For myself, the common threads I witness through the brouhaha around Jordan apply to how we talk about any public figure. Rampant ad hominem and logical fallacies aside, most of the discussion reflects back important questions like: how much does context matter when quoting someone's views? When does it not matter? Should someone be continually held accountable for something they said that one time, even when they attempt to rearticulate it, redact it, or defend against the misrepresentation? (The Vice interview = case and point).
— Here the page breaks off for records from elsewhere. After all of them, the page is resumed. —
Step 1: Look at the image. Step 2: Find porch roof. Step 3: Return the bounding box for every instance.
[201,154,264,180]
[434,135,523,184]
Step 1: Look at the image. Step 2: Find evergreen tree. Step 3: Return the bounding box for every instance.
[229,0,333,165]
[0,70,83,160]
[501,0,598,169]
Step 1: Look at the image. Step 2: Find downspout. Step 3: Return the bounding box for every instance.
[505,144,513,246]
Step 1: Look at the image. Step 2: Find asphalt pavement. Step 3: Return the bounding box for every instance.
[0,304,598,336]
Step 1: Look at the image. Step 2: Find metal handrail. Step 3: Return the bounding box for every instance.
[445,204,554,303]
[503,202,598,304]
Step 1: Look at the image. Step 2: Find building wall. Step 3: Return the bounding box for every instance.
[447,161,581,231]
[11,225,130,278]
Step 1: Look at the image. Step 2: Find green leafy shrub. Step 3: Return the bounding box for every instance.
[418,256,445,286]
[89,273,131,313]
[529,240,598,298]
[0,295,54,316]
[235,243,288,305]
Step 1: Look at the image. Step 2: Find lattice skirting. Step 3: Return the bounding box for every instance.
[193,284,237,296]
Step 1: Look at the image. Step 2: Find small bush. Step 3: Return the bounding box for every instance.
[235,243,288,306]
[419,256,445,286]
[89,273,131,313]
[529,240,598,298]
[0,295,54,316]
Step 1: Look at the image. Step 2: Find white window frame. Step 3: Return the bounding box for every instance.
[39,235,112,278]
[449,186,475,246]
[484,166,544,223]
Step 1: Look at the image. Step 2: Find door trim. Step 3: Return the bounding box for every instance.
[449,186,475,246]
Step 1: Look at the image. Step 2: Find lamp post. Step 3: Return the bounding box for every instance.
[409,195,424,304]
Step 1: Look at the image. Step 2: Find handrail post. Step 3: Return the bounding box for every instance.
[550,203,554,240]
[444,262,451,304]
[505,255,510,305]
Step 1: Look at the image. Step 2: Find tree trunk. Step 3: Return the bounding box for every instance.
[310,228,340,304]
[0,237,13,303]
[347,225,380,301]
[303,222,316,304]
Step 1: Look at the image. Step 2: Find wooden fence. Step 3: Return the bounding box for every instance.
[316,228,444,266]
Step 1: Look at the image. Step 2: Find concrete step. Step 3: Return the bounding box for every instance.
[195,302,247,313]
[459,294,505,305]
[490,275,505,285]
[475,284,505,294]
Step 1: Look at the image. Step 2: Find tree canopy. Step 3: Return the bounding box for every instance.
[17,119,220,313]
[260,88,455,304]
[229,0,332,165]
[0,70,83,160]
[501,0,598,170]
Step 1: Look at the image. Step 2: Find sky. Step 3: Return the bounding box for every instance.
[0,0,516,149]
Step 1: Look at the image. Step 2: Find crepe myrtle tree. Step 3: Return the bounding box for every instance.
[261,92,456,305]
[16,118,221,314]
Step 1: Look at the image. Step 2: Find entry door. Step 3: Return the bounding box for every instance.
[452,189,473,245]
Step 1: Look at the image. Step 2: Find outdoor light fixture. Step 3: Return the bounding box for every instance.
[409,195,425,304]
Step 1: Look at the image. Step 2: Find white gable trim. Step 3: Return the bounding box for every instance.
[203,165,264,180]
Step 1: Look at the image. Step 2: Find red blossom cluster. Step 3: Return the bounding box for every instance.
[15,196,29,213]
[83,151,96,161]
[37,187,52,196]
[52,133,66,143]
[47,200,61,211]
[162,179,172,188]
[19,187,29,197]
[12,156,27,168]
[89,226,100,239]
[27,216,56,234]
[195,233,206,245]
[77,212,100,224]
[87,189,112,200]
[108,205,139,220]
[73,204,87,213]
I'm inclined to believe that the reason many on the Left see him as an adversary is fundamentally based on felt sense over fact: once someone is guilty (or godly) in our eyes, it's hard to shake that impression. And for many, he is guilty precisely because he is idiosyncratic. If others don't agree with us, the false judgment is that we are being rejected in some way, particularly with the topic of trans rights. We might feel a slight pang of shame, and for some, our gut reaction is to lash out and displace that shame onto others, or the person we hold as responsible. Acknowledging where we went wrong would risk too much. And backing down or admitting our own falsehoods would make us feel threatened because that would mean we are wrong and him right. It might even make a person feel like they're a little like Jordan Peterson.
It's so obvious and wrong and a good portion of society appears to really struggle with cultivating some semblance of humility for the purpose of productive dialogue. We don't seem to understand that this is really the only way forward. We've succeeded as a species because of our ability to work together.
If we lose this ability, we may lose everything we have gained. If you look at almost every article written about this man down to the most asinine YouTube comment, it demonstrates that half of us crave a hero while the other half craves a villain. He's like a father figure occupying all its negative and positive connotations. Does this then mean that so many of us are blindly suffering?
If so, what is the true nature of that suffering?
Perhaps Jordan, directly or indirectly, intentionally or not, holds up a mirror to the same trite bullshit we all struggle with ourselves each day but loathe to admit, like: not being able to precisely communicate our own feelings and views while feeling judged for it, awkwardly going off on brutal tangents, looking super uncool and old-fashioned, being liked, being hated, not-wanting-to-stand-out-but-
The problem with this interpretation: you can never really prove it. From my own experience, it's only revealed when you’re at your nadir in a heap on the floor, and even then, you still have to want to know the truth in order to see it. Pain is a catalyst for change. I’m not sure the majority of us understand the kind we truly need.